Lura’s father was from Santiago, the largest, greenest, most African island of Cape Verde, and her mother from São Nicolau, the island that produces the best grog (Cape Verdean rum). “There was nothing artistic about my family, my parents mainly listened to morna,” muses Lura, recalling her early youth with an allusion to the velvet, slightly mocking saudade that, lethargically intoned by Cesaria Evora, has made Cape Verde famous all over the world. “She has opened the way. Now we can present other Cape Verdean styles,” explains Lura.
Lura was a dancer when a singing star of African music in Lisbon, Juka, originally from São Tome and Principe, asked her to appear on his new album. “I was seventeen.
I was supposed to sing backing vocals, but soon Juka asked me to perform a duet with him. I’d never thought about singing, but he insisted,” she says. So Lura discovered the potential of her voice, its deep timbre and sensual inflections. Juka’s zouk was a hit and other Portuguese speaking African celebrities asked Lura to work with them, among them Bonga from Angola and her fellow countrymen Tito Paris, Paulo Florès and Paulinho Vieira.
Meanwhile, she was working with a theatre company as she made her first album with a Portuguese producer: a dance record for her generation featuring syrupy love zouk and sugary r’n’b, Cape Verdean creole-style. “It was mainly aimed at discotheques,” she explains. But despite the album’s commercial recipes and tricks of the trade, the song Nha Vida (My Life) attracted wider interest and was featured on Red Hot + Lisbon, a compilation for the campaign against AIDS, including songs by Brazilian stars Caetano Veloso, Marisa Monte and Djavan, Bonga and Teresa Salgueiro, the singer of Portuguese group Madredeus. At the time, Lura was 21.
Having discovered the young prodigy when she sang a duet with Bonga — Mulemba Xangola — Lusafrica produced her second album in 2002. “The record was chiefly aimed at the community’s young people,” the singer says. In other words, it was a cocktail of r’n’b and zouk, the latest craze among Cape Verdean youth. But practised ears picked out two tracks of special worth: Ma’n ba dès bès kumida dâ and Tabanka Assigo, a pair of songs written by the young Tcheka that offer a lingering essence of Cape Verdean music, delicious rhythms sung by a mature, voluptuous voice.

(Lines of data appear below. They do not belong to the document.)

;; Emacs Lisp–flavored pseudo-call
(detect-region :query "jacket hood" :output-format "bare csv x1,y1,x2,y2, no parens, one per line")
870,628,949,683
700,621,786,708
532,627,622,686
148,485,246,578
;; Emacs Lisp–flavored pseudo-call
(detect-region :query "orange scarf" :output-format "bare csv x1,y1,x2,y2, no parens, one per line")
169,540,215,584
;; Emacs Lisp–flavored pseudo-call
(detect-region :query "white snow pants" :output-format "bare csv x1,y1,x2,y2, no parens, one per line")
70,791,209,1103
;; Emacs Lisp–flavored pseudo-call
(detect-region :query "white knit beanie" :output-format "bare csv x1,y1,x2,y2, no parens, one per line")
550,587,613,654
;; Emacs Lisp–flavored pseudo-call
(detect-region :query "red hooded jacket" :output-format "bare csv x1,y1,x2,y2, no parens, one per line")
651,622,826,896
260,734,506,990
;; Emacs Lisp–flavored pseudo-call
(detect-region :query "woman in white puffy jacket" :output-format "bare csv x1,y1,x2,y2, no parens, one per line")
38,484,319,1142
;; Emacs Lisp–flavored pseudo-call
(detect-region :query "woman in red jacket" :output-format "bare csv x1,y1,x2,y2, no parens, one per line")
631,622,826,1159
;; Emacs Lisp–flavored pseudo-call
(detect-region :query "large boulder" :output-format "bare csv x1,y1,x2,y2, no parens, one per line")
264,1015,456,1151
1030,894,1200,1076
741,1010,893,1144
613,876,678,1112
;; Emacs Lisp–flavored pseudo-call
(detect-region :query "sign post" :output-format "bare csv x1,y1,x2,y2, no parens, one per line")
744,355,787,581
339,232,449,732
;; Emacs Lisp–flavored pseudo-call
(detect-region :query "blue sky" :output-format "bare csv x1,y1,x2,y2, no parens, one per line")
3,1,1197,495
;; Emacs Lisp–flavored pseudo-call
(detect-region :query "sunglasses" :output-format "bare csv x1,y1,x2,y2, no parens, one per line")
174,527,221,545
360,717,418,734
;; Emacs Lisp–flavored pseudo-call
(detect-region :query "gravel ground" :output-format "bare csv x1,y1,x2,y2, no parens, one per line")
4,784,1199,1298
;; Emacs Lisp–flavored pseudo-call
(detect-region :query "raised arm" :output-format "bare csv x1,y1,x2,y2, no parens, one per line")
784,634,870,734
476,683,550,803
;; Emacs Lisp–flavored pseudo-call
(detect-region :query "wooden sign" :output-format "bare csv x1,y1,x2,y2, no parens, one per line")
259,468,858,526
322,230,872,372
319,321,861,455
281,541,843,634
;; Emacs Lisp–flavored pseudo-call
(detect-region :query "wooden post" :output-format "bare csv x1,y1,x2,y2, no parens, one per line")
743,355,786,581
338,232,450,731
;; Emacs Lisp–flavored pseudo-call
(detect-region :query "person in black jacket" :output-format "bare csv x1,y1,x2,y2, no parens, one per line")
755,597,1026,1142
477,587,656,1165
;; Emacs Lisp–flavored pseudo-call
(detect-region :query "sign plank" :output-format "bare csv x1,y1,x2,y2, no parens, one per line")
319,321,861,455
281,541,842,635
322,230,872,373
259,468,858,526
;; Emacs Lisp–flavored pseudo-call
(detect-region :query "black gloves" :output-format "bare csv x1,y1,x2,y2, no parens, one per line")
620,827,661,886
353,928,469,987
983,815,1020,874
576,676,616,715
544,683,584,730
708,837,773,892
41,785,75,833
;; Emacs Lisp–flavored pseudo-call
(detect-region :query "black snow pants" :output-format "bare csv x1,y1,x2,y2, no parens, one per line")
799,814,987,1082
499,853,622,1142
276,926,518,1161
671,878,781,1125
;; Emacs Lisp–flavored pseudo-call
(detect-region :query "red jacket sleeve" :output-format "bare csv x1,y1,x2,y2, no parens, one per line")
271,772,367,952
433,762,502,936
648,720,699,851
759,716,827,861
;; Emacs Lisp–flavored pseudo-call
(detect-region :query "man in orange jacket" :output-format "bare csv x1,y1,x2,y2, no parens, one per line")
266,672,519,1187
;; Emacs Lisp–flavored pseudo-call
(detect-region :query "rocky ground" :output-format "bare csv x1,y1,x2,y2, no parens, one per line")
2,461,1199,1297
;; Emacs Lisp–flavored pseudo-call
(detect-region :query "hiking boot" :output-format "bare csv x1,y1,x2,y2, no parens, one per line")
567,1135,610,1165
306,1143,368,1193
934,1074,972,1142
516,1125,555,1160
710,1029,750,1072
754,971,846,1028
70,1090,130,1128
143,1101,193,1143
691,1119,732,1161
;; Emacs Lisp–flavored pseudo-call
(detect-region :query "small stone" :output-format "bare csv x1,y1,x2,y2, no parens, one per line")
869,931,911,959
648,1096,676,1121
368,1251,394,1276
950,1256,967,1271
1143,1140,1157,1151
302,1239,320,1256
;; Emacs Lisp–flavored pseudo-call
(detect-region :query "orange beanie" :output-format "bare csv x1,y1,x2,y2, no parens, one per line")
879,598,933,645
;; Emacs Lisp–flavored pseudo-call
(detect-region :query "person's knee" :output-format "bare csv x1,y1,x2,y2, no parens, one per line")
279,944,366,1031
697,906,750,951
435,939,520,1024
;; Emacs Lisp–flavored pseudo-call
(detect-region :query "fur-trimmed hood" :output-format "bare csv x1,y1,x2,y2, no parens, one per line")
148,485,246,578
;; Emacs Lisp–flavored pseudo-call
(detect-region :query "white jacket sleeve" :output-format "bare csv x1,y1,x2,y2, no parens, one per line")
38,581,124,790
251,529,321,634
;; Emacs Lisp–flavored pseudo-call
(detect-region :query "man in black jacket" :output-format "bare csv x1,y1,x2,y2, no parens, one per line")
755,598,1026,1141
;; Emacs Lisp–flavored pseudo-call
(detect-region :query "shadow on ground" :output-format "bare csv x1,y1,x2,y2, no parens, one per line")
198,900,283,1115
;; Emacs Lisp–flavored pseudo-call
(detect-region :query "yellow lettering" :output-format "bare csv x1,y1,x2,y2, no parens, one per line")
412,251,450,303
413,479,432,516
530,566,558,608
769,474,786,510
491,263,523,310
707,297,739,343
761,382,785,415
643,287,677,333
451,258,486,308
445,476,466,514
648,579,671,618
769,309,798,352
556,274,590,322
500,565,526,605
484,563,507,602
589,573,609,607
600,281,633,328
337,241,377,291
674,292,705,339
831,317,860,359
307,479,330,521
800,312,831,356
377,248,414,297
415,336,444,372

It was not until 2004 that Lura made a truly Cape Verdean record: Di Korpu Ku Alma (Of Body and Soul), whose reputation was boosted in the country and among the diaspora by the success of Vazulina, a story of petroleum-jelly abuse among Africans bent on straightening their hair. The song’s subject is very much a declaration of Cape Verdean identity. It was penned by Orlando Pantera (as were Na Ri Na, Es Bida, Batuku and Raboita di Rubon Manel), a young writer who revolutionised one of Cape Verde’s great traditional genres before his death, establishing a style that inspired an entire generation of new artists.